Wednesday, March 24, 2010

Locating the Environment in Political Philosophies

Professor Patrick Deneen wrote an opinion piece in yesterday's edition of The Hoya about the environmental movement's position within political philosophy. I think that it is an interesting and valuable read for its attempt to relocate respect for nature in the greater scheme of conservative philosophy; however, I feel that I need to address a lot of the overstatements that riddle the piece as well. Overall, however, I think that a debate about our role as both citizens and consumers comes out of this piece, and it is one that is central to any form of positive social reform.

First of all, I feel that the opening is too much of an overstatement. He claims that there is a "near-universal embrace" of environmentalism by today's youth. If there is, that's news to me; I must have missed the memo. Few people, of any generation, will actively speak out against the environment--unless you are Jim Inhofe, the self-proclaimed worst enemy of the environment, or one of his supporters. Wearing a "save the planet" sticker does not make you an environmentalist. Our generation might preach well on the environment, but practicing well--that's a different story.

Moving on, I feel that Deneen does raise the interesting point of personal accountability; however, at times, it feels a bit too much like an "Al Gore lives in a big house" style jab, if you know what I mean. Increased classroom technology can save paper although, at the same time, it uses energy. However, it helps to foment discussion and to promote knowledge--creating informed, well-rounded, reflective, engaged CITIZENS and individuals is the very purpose of a liberal arts education. And these citizens are the ones who make change.

However, I do feel, at times, that there is a tendency to ignore individual responsibility when advocating for corporate responsibility. One of my biggest pet peeves is environmentalists who smoke cigarettes. When you fight against the air pollution caused by the coal plant, why are you polluting the air yourself? And funding an industry that has no respect for your life? And doubtfully much for the environment either? We must be both good citizens and good consumers; they must exist together.

I disagree, however, with the issue of terminology that Deneen presents as the center of his argument. The word "nature" is a more distancing word, in my opinion, than the "environment." "Nature," as the word is commonly used, evokes the images of pretty postcards from national parks or tropical rainforests. The "nature," whether or not it should, implies an existence outside of the urban and suburban worlds.
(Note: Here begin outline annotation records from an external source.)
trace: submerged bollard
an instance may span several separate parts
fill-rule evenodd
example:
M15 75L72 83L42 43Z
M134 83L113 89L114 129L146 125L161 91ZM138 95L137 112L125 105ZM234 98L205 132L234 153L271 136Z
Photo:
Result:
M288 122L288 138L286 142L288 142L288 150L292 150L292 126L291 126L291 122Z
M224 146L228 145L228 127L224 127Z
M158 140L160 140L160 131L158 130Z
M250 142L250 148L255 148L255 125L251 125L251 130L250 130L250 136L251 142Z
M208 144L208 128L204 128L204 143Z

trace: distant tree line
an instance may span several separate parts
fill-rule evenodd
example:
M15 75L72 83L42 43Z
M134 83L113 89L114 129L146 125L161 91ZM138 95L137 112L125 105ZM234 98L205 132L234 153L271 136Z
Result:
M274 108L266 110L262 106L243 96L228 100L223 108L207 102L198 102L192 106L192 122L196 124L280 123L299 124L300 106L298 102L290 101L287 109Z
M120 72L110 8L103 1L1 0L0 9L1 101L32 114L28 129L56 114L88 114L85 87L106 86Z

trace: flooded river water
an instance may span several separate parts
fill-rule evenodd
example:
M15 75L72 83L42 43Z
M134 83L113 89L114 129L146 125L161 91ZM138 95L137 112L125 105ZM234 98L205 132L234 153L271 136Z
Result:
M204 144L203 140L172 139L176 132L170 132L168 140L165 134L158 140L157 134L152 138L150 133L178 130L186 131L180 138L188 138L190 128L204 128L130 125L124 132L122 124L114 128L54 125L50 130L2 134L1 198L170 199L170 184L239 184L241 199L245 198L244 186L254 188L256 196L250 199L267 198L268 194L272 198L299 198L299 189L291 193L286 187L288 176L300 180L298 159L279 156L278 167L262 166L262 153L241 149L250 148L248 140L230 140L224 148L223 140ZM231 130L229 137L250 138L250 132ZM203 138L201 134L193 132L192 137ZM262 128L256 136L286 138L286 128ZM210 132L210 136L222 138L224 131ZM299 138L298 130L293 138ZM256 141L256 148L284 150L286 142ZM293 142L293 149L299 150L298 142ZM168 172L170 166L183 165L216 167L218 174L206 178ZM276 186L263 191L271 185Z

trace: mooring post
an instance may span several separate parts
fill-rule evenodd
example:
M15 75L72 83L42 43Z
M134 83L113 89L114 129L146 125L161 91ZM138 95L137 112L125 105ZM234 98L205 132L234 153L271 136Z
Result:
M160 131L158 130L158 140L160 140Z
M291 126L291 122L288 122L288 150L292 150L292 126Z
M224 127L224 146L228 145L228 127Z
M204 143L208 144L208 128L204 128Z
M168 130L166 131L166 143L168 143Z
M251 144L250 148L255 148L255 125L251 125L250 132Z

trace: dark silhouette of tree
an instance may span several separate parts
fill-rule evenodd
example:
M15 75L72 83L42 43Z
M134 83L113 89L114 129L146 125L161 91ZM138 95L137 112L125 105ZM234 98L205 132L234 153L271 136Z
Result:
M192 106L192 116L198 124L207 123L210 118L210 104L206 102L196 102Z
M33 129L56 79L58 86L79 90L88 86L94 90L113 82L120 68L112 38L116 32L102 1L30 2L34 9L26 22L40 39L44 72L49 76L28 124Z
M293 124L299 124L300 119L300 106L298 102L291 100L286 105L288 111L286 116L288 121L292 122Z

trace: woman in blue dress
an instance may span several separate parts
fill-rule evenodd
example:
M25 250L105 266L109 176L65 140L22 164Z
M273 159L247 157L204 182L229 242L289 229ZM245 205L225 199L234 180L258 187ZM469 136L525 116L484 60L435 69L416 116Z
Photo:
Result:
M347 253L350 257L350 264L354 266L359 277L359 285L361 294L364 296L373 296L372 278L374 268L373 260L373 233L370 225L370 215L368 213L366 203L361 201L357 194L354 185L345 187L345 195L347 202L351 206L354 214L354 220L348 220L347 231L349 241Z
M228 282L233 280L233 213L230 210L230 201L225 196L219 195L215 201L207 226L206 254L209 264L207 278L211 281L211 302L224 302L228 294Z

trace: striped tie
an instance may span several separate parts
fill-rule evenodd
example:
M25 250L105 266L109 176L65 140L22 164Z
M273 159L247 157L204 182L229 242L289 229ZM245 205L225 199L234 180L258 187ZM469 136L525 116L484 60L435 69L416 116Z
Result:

Even though the word "environment" can have the same pitfalls, at the very least, it can connote the entirety of one's surroundings. The air YOU breathe and the water YOU drink is part of your environment.

Moreover, it is not necessarily a "return to nature" that is being advocated in environmentalist discourse, but rather an "evolution with" or "growth with" nature. The problems with modern technology exist in the reliance on conflict minerals for their creation and the questionable issue of their disposal. Likewise, the electronics industry has based itself around the idea of planned obsolescence, making our iPods and laptops outdated by the time we buy them. Even though technology is the attempt to live beyond nature, we can still go beyond our natural abilities without destroying the environment to the extent that we do now.

It is true, as he notes, that early Progressive Movement often inadvertently caused environmental detriment in its aim at social liberation--just think of dams for a minute. Moreover, moving out of the scope of the US alone, just as there is no inherent respect for the environment in either socialism or capitalism. However, modern progressivism (and I will use the term "progressive" over the term "liberal") favors green jobs as a way to elevate labor by working with nature, not against it, and supports forms of energy that do not damage the health and well-being of the populace. You can harness the renewable sources of wind and sunlight rather than the nonrenewable sources of coal and oil.

However, Deneen is correct in that some elements of the environmental agenda do have firm roots in conservative principles. Take, for example, the desire to reinvigorate family farms, a system based on individual communities rather than on government-subsidized Big Ag. Growing your own food or using solar panels to get yourself off the grid are other great examples of an environmental ethos linked to a libertarian, individualist mindset. (Joel Salatin, discussed in an earlier blog post, is a self-described libertarian, for instance.) The intimate relationship between the GOP and Big Business has sadly corrupted these fundamental principles, which will hopefully blossom again.

Furthermore, I have always thought that the environmental agenda should not be ignored by those who claim to have a "pro-life" view of the world. The respect for the life of both humans and animals, wherever they are, lies at the core of the environmentalist ethos. If one purports to be "pro-life," how can one support mountaintop coal removal, which damages and shortens lives, or GMO foods that pose unknown threats to human life while under the guise of prosperity?

Ultimately, what one should take out of this is that leading a better future by working with (not over or against) the environment should not be a blindly partisan issue; however, as is the case with anything in this country, it inevitably will be.